Ричард просто стоял и смотрел на него. До меня впервые дошло, что он смотрит Жан-Клоду в глаза – и без вредных последствий.

– Ричард, ты можешь смотреть ему в глаза?

Взгляд Ричарда на миг обратился ко мне и тут же вернулся к Жан-Клоду.

– Да. Я же тоже монстр. И могу смотреть ему в глаза.

Я покачала головой.

– Ирвинг не мог смотреть ему в глаза. Тут еще что-то, кроме того, что ты вервольф.

– Как я – Мастер Вампиров, так и наш красавец-друг – Мастер Вервольфов. Хотя у них это так не называется. Самцы альфа, кажется? Вожаки стаи.

– Последнее название мне нравится больше.

– Я так и думала, – сказала я.

Ричард был задет, и лицо его скривилось, как у ребенка.

– Ты на меня сердишься? За что?

– Ты встрял в крутые разборки с твоим вожаком стаи и ничего мне не сказал. Жан-Клод намекает, что вожак хочет твоей смерти. Это правда?

– Маркус не будет меня убивать, – сказал Ричард.

Жан-Клод рассмеялся. И так желчно, что это будто даже и не был смех.

– Ричард, ты дурак.

Снова запищал мой пейджер. Я посмотрела на номер и отключила пейджер. Не похоже на Дольфа звонить столько раз и так подряд.
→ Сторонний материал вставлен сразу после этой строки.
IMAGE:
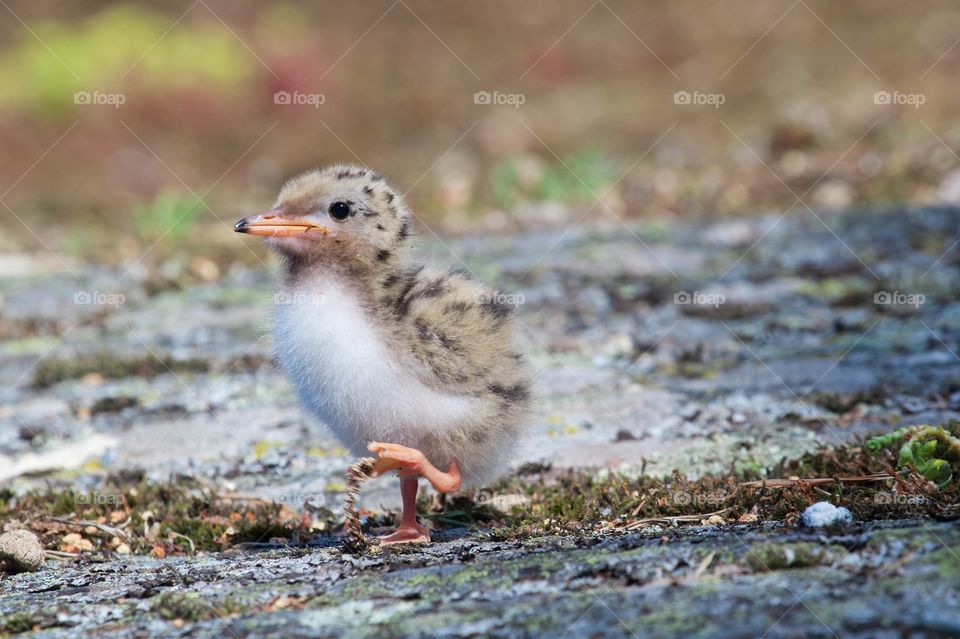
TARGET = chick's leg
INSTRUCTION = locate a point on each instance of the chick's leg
(409, 531)
(410, 461)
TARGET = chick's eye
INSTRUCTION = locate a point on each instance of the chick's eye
(339, 211)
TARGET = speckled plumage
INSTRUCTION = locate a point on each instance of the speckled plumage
(381, 347)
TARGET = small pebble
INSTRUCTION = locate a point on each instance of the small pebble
(21, 551)
(824, 513)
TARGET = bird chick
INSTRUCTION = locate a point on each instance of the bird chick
(417, 365)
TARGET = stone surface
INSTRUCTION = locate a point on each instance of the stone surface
(20, 551)
(699, 347)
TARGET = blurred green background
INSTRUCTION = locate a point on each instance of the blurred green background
(132, 127)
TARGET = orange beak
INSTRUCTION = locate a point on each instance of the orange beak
(275, 224)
Случилось что-то очень плохое. Мне надо идти. Но...

– У меня нет времени на всю историю прямо сейчас. – Я ткнула Ричарда пальцем в грудь, повернувшись спиной к Жан-Клоду. Он уже причинил мне то зло, которое хотел. – Но ты мне все расскажешь, до последней подробности.

– Я не собираюсь...

– Помолчи. Либо ты поделишься со мной, либо это было последнее свидание.

– Почему? – спросил он ошеломленно.

– Либо ты держишь меня в стороне, чтобы меня защитить, либо у тебя есть другие причины. И хорошо, если это будут очень веские причины, а не дурацкое мужское самолюбие.

Жан-Клод снова засмеялся. На сей раз звук обертывал меня, как фланель, теплый и уютный, мохнатый и мягкий по обнаженной коже. Я встряхнула головой. Один уже смех Жан-Клода был вторжением в мой внутренний мир.

Я повернулась к нему, и что-то, наверное, было в моем лице, потому что смех Жан-Клода оборвался, как не бывало.

– А вы можете проваливать отсюда ко всем чертям. Вы уже достаточно сегодня развлеклись.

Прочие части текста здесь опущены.